Les jours passent et le Sunday jazz loft commence à s’effacer lentement de ma mémoire, par petites bribes de notes successives. Avant que ce concert ne vienne s’y mélanger aux autres, je vais tenter de fixer les derniers bouts de souvenirs encore en ma possession.
Une fois de plus ce Sunday jazz loft était unique, à l’image des dix premiers, mais aussi très différent. Tout d’abord par l’absence de Francesco Bearzatti avec qui j’ai l’habitude de jouer avec ce qui arrive par hasard.

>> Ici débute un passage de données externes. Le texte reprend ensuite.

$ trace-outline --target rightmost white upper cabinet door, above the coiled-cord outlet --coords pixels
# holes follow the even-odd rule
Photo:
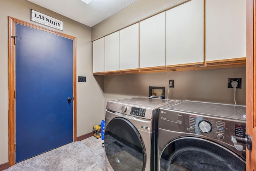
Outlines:
[[[246,0],[206,0],[206,61],[246,57]]]

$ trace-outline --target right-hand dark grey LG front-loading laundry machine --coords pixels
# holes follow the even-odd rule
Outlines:
[[[159,171],[245,171],[231,140],[246,136],[245,106],[182,101],[160,107],[158,127]]]

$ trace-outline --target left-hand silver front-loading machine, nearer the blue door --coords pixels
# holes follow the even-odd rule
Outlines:
[[[106,171],[157,169],[158,109],[174,102],[148,97],[108,101],[104,135]]]

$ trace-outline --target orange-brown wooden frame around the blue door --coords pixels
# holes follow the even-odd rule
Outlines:
[[[76,141],[76,37],[56,32],[36,24],[8,17],[8,133],[9,133],[9,167],[15,165],[15,24],[62,36],[73,40],[73,141]]]

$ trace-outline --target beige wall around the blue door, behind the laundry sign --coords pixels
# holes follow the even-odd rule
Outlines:
[[[103,78],[92,75],[91,28],[27,0],[0,0],[0,165],[8,162],[8,16],[31,22],[30,9],[62,20],[63,33],[77,38],[76,72],[86,76],[86,83],[76,87],[77,136],[92,132],[92,126],[104,119]]]

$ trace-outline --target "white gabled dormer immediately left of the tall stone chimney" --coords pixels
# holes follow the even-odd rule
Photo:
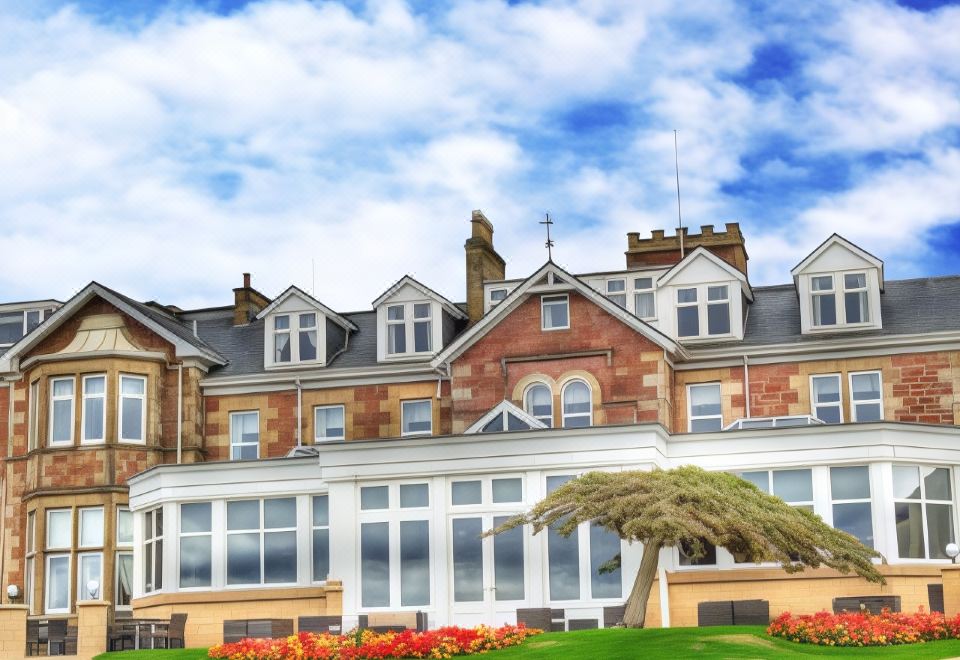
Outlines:
[[[377,361],[429,360],[467,321],[455,304],[405,275],[373,301],[377,311]]]

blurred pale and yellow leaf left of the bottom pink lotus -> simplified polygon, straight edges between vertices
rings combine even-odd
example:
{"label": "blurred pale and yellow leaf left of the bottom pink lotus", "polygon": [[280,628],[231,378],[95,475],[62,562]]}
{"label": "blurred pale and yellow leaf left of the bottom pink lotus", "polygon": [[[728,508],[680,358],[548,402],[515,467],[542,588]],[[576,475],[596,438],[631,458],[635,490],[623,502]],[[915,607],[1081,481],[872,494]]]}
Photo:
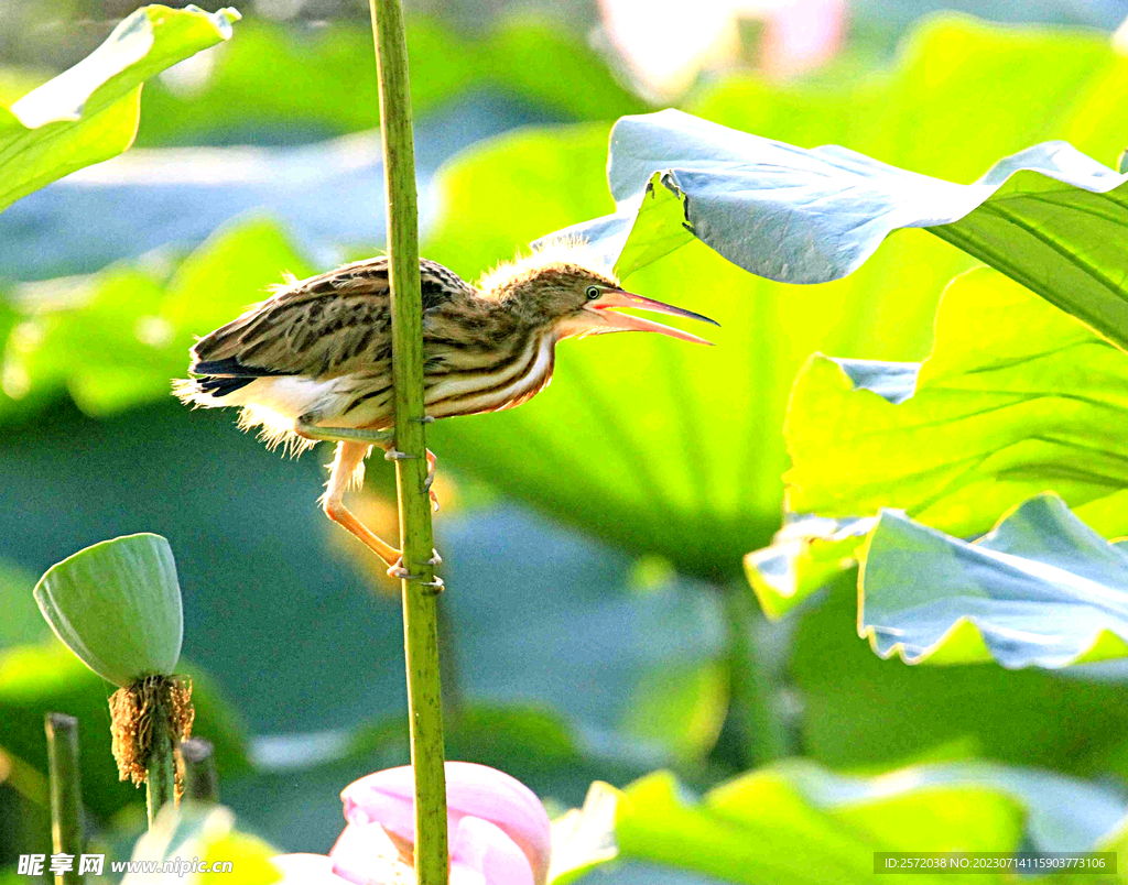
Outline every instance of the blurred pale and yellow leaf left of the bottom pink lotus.
{"label": "blurred pale and yellow leaf left of the bottom pink lotus", "polygon": [[[161,808],[152,829],[138,840],[132,860],[142,866],[179,862],[177,880],[186,885],[222,882],[224,875],[246,885],[271,885],[282,878],[282,873],[271,864],[277,850],[262,839],[240,832],[235,825],[235,814],[221,805],[167,805]],[[199,873],[194,861],[212,869],[217,862],[230,864],[227,869]],[[233,874],[233,875],[232,875]],[[164,874],[167,878],[169,874]],[[122,885],[146,885],[160,877],[151,873],[127,873]]]}

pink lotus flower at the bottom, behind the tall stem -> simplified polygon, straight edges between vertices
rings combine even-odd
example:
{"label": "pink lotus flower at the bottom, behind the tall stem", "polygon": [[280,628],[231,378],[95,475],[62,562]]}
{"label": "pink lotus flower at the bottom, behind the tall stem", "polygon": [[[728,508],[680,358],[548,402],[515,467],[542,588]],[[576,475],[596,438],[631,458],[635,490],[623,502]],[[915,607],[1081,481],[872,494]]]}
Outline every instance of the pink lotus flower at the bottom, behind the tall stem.
{"label": "pink lotus flower at the bottom, behind the tall stem", "polygon": [[[414,883],[413,772],[377,771],[342,791],[349,825],[325,858],[284,855],[284,883]],[[536,795],[496,769],[447,763],[451,885],[545,885],[552,848],[548,814]]]}

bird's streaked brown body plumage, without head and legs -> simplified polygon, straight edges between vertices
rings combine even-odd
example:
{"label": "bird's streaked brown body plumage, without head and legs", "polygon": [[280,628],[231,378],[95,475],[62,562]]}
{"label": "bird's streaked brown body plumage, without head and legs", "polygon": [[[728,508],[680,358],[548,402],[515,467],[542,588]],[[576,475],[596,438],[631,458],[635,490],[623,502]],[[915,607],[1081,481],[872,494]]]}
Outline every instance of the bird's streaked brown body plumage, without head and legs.
{"label": "bird's streaked brown body plumage, without head and legs", "polygon": [[[564,268],[566,274],[567,268]],[[504,297],[490,297],[440,264],[420,260],[424,402],[440,418],[517,406],[552,380],[561,337]],[[603,282],[614,285],[614,277]],[[388,260],[381,256],[291,281],[201,338],[196,378],[177,395],[200,406],[241,406],[245,427],[270,442],[312,444],[293,422],[385,428],[393,423]]]}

Il a cédé sa place à son invité Régis Huby, qui à son tour a invité Bruno Chevillon. Ce fut donc un concert à deux invités, deux complices récidivistes en expérimentation “live”. D’un côté un violoniste totalement fou, de l’autre un contrebassiste qui l’était tout autant.
Notre regard a tout de suite été happé par le spectacle quasi hypnotique qu’ils nous ont offert.
Des improvisations totales se sont succédées pendant plus d’une heure, où l’un tirait sur ses cordes pendant que l’autre les faisait crisser, grincer, chuchoter à deux archets, quand le premier ne jouait pas avec un crayon noir, petit et bien taillé. Et quand l’un débordait sur un flanc, l’autre lui emboîtait le pas, ou décidait de s’engager ailleurs, dans un chemin de traverse d’où tout fléchage directionnel était absent.
Étonnant voyage.
Quand parfois nos oreilles se perdaient en chemin, c’étaient nos yeux qui prenaient la relève pour se laisser aller à regarder grandir cette complicité au travers de mouvements tout aussi sonores, de gestes tout aussi inattendus et d’outils tout aussi producteurs d’harmonies expérimentales.
Un autre point de vue sur le jazz s’est alors imposé à nous sans laisser personne sur le bord de la route.
Pour ma part, j’ai été assez secoué et je n’arrivais pas à exprimer mon ressenti. Ne pas savoir quoi en penser m’a tout d’abord dérouté, alors j’ai sorti mon œil de mon appareil photo et je suis allé parler avec les musiciens pour comprendre ce que mes oreilles n’avaient pas toujours su décrypter.
Une longue conversation a démarré avec Regis Huby. Nous avons échangé sur bien d’autres domaines que celui du jazz : le mélange des goûts, l’ouverture d’esprit, le désir de tenter toujours plus ou autrement, sans jamais fermer une porte. Ces ouvertures qui donnent vie à l’état d’être particulier qui est celui du jazz.
C’est tout cela que j’ai entendu sans arriver à le discerner dans un premier temps, que j’ai effleuré dans un deuxième, que je croiserai à nouveau j’espère lors d’une de leurs expérimentations futures.
Puis la soirée a continué son chemin, comme les autres fois, mais sans Francesco, lui qui me donne une dynamique particulière. Alors il a fallu que je fasse encore plus confiance à mon instinct, j’ai joué “carte blanche”.
Mon camarade sera là la prochaine fois pour un autre Sunday jazz loft tout aussi différent.
Je ne vous remercierai jamais assez pour votre présence, celle qui fait exister cette aventure enjazzée.